Essential oils are liquids containing aroma compounds from plants; in other words, they contain the stuff that gives a plant its unique smell. For example, the essential “oil of wintergreen” contains the aromatic components of the wintergreen plant and thus smells just like it. In fact, the oils are called “essential” because they contain the fundamental aromatic components of the plant!
Essential oils, in their pure form, have a long history of medicinal use dating back to ancient times. Indeed, since at least ancient Egyptian times, essential oils have been used in a variety of ways to improve both physical and emotional health. This use has continued up until modern day; however, mainstream medicinal practitioners do not generally use essential oils, in part because mainstream medicine tends to depend on clinical studies and relatively few studies are carried out on the aromatic compounds in essential oils. There is relatively little profit incentive to carry out clinical studies on essential oils, because essential oils cannot be patented the way that pills invented in the laboratory can. In other words, essential oils are not generally researched by pharmaceutical companies, because these companies stand to make far more profit from medicines that can be patented than from essential oils, which cannot be patented.
Nevertheless, essential oils remain a significant part of the alternative medicine movement; they have been used for thousands of years to improve people’s health, and it thus seems likely that they have real health benefits, even if few studies have been carried out to scientifically validate the medicinal properties of essential oils.

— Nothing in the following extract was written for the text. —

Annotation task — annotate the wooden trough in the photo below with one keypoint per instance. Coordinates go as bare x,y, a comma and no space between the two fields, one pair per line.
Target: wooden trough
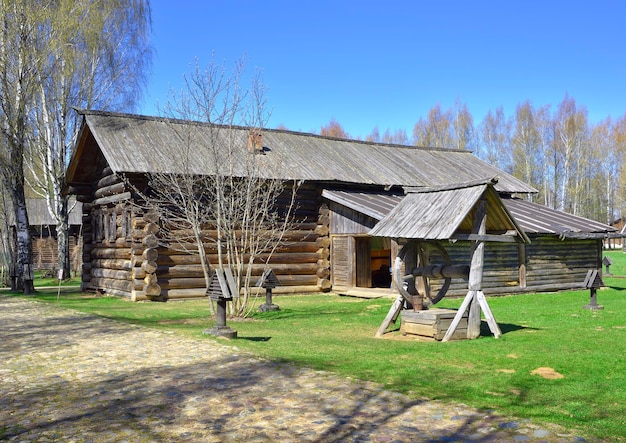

Essential oils are remarkable in the versatility of their benefits. For example, essential oils are widely used in aromatherapy to achieve varying physical effects — certain oils stimulate; others relax and ease tension. Essential oils are also used to improve cleanliness; that is, releasing essential oils into the air removes bad smells and certain airborne pathogens. When added to laundry and surface cleaners, essential oils improve cleaning and purifying ability. At massage and beauty parlors, essential oils are rubbed into a person’s skin, with numerous positive health effects: the person becomes calmer, his or her emotional and physical well-being are restored, the skin quality is improved at the area of application, and the oils are absorbed into the bloodstream and travel through the person’s internals, where they act as a disinfectant. Certain essential oils are even used as dietary supplements, as many oils have powerful antioxidant properties; however, it is important to be careful when ingesting essential oils, as taking the wrong oil can be harmful to one’s health — always make sure your essential oil is labeled as a dietary supplement and follow the label’s directions.